C.   Executed on   JANUARY 9, 2001             /s/ Robert C. Arzbaecher
                   ------------------------    ---------------------------------
                                                       (Signature)
Title:  (  X  ) President  (    ) Secretary
or other officer title                             Robert C. Arzbaecher
                      ---------------------    ---------------------------------
                                                       (Printed Name)

This document was drafted by     WALTER J. SKIPPER
                                 -----------------
                    (Name the individual who drafted the document)


                                  EXHIBIT A TO
                            ARTICLES OF AMENDMENT OF
                              ACTUANT CORPORATION

     "3.1 Number of Shares and Classes.  The aggregate number of shares which
the Corporation shall have authority to issue is as follows:

          (a)  Class A Common Stock.  16,000,000 shares of Class A Common Stock,
     having a par value of $.20 per share.
          (b)  Class B Common Stock.  1,500,000 shares of Class B Common Stock,
     having a par value of $.20 per share.
          (c)  Cumulative Preferred Stock.  160,000 shares of Cumulative
     Preferred Stock, having a par value of $1.00 per share."

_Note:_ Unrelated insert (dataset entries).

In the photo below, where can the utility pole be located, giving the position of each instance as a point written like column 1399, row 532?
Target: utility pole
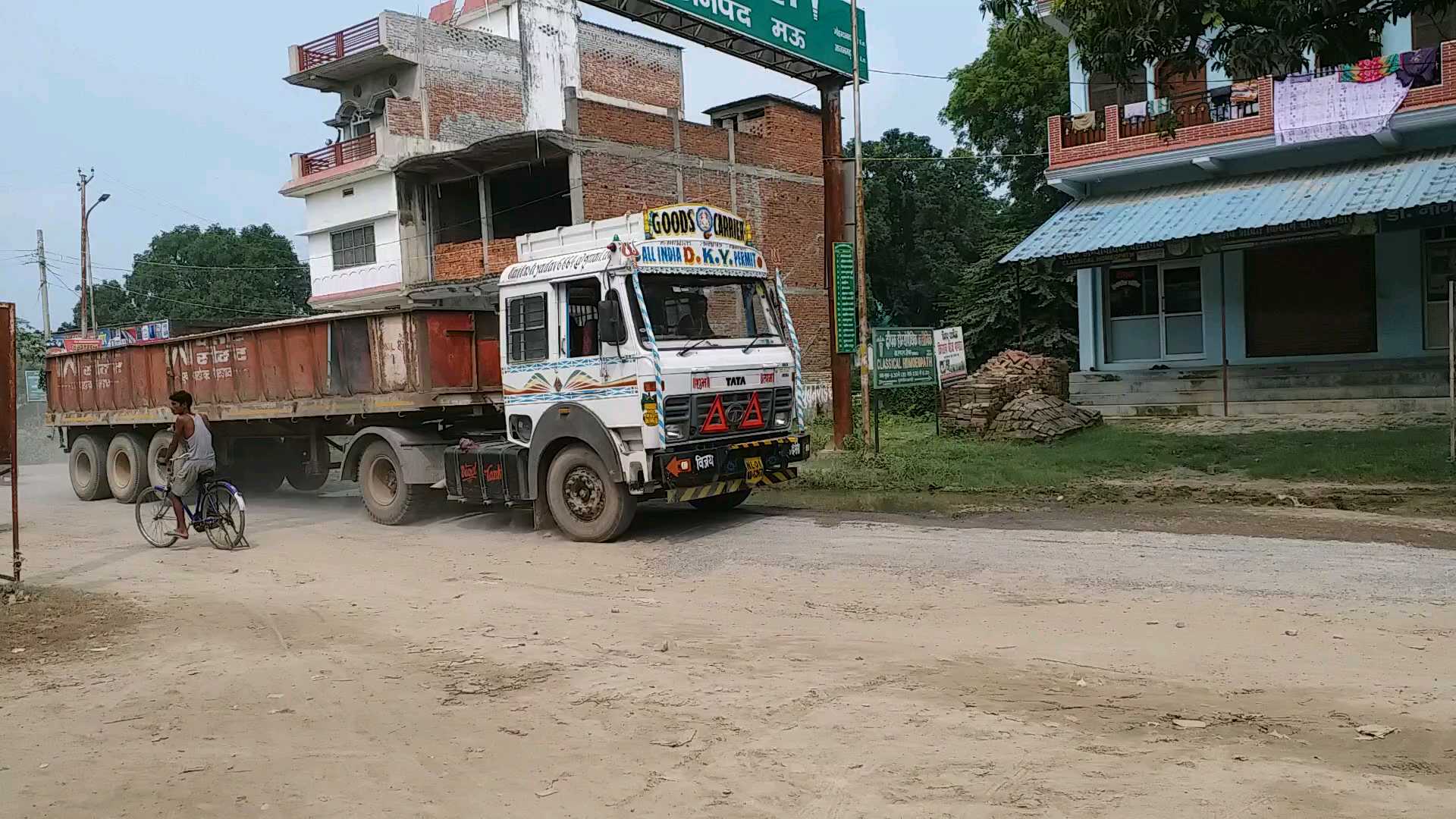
column 80, row 186
column 840, row 362
column 46, row 293
column 859, row 238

     Upon the amendment of this Section 3.1, every five (5) issued and
outstanding shares of Class A Common Stock, $.20 par value per share (the "Old
Common Stock") shall automatically and without action on the part of the
shareholders, be converted into and reconstituted as one (1) share of Class A
Common Stock, $.20 par value per share (the "New Common Stock"), subject to the
treatment of the fractional share interests as described below and every five
shares of Class B Common Stock and Cumulative Preferred Stock authorized shall
automatically and without action on the part of the shareholders, be converted
into and reconstituted as one (1) share of Class B Common Stock or Cumulative
Preferred Stock, respectively.  Each holder of a certificate or certificates
that, immediately prior to this Amendment becoming effective pursuant to the
Wisconsin Business Corporation Law, represented outstanding shares of the Old
Common Stock (the "Old Certificates") shall be entitled to receive a certificate
or certificates for the number of shares of New Common Stock they own by
presenting their Old Certificates to the Corporation's transfer agent for
cancellation and exchange.  No scrip or fractional certificates shall be issued.
The Corporation shall aggregate and sell any fractional interests of a
shareholder and remit the proceeds from such sale to shareholders that would
otherwise receive fractional shares.